Friday, 15 Sep 2017 [Tuesday, 19 Sep 2017]

Some time ago I had occasion to implement (mostly exponential) back-off in an application for the first time. This is not a hard problem, but at the outset I expected it to be one of those annoying cases where the code is only clear to read when you are immersed in the problem it solves.

Not so. It turns out there is a trivially simple algorithm if you pick the right form of stored state – namely, a pair of timestamps: (last_success, next_retry). The essential form of the algorithm goes like this:

if succeeded { last_success = now }
next_retry = last_success, i = 0
until next_retry > now {
  next_retry += step_size(i)
  i += 1

Because this recalculates the scheduling for the next retry by starting over from the previous success, every time, it is totally resilient against all fluctuations in the environment. Belated or missing retry attempts have no effect on its output. Even swapping the step_size function for an entirely different one mid-flight just works!

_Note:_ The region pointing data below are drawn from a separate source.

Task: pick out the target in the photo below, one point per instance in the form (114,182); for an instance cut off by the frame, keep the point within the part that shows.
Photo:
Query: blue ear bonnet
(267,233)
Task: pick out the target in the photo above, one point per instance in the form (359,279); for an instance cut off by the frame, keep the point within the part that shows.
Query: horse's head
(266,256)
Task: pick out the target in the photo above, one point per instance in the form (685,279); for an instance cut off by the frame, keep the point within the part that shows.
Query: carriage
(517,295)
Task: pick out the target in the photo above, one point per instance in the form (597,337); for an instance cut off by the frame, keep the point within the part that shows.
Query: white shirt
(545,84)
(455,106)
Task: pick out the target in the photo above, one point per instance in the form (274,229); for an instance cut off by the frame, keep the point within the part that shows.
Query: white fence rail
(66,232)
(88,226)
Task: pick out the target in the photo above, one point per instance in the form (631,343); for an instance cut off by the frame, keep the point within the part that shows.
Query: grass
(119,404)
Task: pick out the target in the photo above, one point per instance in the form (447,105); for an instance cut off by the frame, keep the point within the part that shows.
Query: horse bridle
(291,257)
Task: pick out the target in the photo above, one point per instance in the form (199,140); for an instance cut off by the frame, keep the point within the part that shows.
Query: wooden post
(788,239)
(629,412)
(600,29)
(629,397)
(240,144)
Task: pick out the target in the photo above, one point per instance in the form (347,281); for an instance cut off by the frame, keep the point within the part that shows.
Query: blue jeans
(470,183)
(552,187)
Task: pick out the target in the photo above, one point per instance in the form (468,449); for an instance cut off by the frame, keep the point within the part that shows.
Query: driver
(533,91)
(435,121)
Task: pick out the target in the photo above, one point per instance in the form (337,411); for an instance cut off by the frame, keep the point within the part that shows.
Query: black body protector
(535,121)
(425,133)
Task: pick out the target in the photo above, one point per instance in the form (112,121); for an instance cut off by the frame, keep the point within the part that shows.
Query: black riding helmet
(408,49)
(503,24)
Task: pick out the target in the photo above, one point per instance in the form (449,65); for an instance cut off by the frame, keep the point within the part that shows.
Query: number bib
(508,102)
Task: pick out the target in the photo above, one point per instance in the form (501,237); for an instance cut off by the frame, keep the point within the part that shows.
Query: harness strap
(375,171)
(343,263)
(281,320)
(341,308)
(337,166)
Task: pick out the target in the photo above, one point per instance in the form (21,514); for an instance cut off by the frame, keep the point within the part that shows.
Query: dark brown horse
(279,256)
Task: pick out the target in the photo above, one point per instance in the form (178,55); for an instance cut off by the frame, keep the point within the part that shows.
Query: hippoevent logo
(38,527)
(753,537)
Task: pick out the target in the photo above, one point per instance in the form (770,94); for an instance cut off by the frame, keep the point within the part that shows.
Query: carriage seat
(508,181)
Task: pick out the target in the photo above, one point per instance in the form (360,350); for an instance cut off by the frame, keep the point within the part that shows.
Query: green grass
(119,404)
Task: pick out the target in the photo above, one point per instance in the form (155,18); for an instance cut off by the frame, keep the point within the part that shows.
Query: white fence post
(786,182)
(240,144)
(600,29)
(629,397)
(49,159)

At the same time, it is trivial to reason out and verify that this algorithm works correctly.

I was quite pleased.

(In practice you will likely not have a separate step_size function and i counter but rather some kind of step variable iterated along with next_retry. But here I wanted to abstract away from the specific formula used.)

Update: As prompted by a question from Matthew Persico, let me clarify that my use case is scheduling polls that succeed only intermittently, meaning that I always want to wait at least once between attempts, which is why I used “until next_retry > now”.

If instead you want to add backoff to an operation that only fails intermittently (e.g. draining a buffer to I/O) then you’ll want to use “while next_retry < now” for your loop, so you can have zero-delay back-to-back attempts.